Et si en définitive cette période de Covid-19 aura été le témoignage d’un rituel de passage de l’Humanité, au sens où celle-ci marquerait un nouveau pas d’émancipation et d’éloignement de la Nature qui l’aura engendrée. Un pas où la réalité du monde physique (celle directe et sauvage qu’il a fallu dompter) est un peu plus remplacée pour s’en éloigner.
C’est comme si le dessein de l’Humanité se précisait, confirmant son besoin d’élévation vers une plus haute conscience d’elle-même comme Humanité désolidarisée de la Nature. Nos vies seraient ainsi décorrélées de ce vivant, externes à cette origine, une tendance à vouloir inventer ou rejoindre un autre monde.
D’ailleurs, nos villes, ces cités artificielles, ne sont-elles pas déjà des autres mondes, ne sont-elles pas déjà une réinvention fonctionnelle d’un monde à l’image d’une Humanité seule, sans la vie sauvage ? Celle-ci pourrait alors parfaitement se situer sur une autre planète, tellement elle est éloignée de la Terre-Nature originelle.
Le Covid-19 vient de pousser cette abstraction encore un peu plus loin en projetant une partie de la population dans un univers virtualisé par le truchement des outils et plateformes numériques. Que ce soit de nos relations privées ou publiques, la présence est devenue illusion, une lecture de la réalité sur écrans susceptibles de transporter nos humeurs et émotions.
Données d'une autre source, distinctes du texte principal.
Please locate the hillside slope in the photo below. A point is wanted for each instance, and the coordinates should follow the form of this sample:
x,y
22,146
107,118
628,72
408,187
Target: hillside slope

Pourtant, rien de neuf à cela. A bien y regarder cette distanciation apparaît dès les premières écritures comme déjà supports d’interprétation de réalités, s’est poursuivie avec l’imprimerie, puis la télévision ou cinéma, plus récemment la réalité virtuelle ou augmentée issues de l’industrie des jeux vidéo. Il s’agit là du fruit d’une continuité de représentations, avec certes toujours plus de sophistications et de technologies, mais au fond d’une même tendance d’extraction ou d’abstraction du réel.
En observant le mouvement ouvrier dès le XIX siècle, on s’aperçoit par ailleurs combien notre relation au travail a conditionné l’histoire de l’Humanité. A chaque étape de son développement, le franchissement de niveaux d’automatisation, de robotisation, de virtualisation, posent éloignement et rupture avec la Nature, mais aussi progrès et gains de confort. Désormais nous travaillons à distance, chez nous, via nos écrans.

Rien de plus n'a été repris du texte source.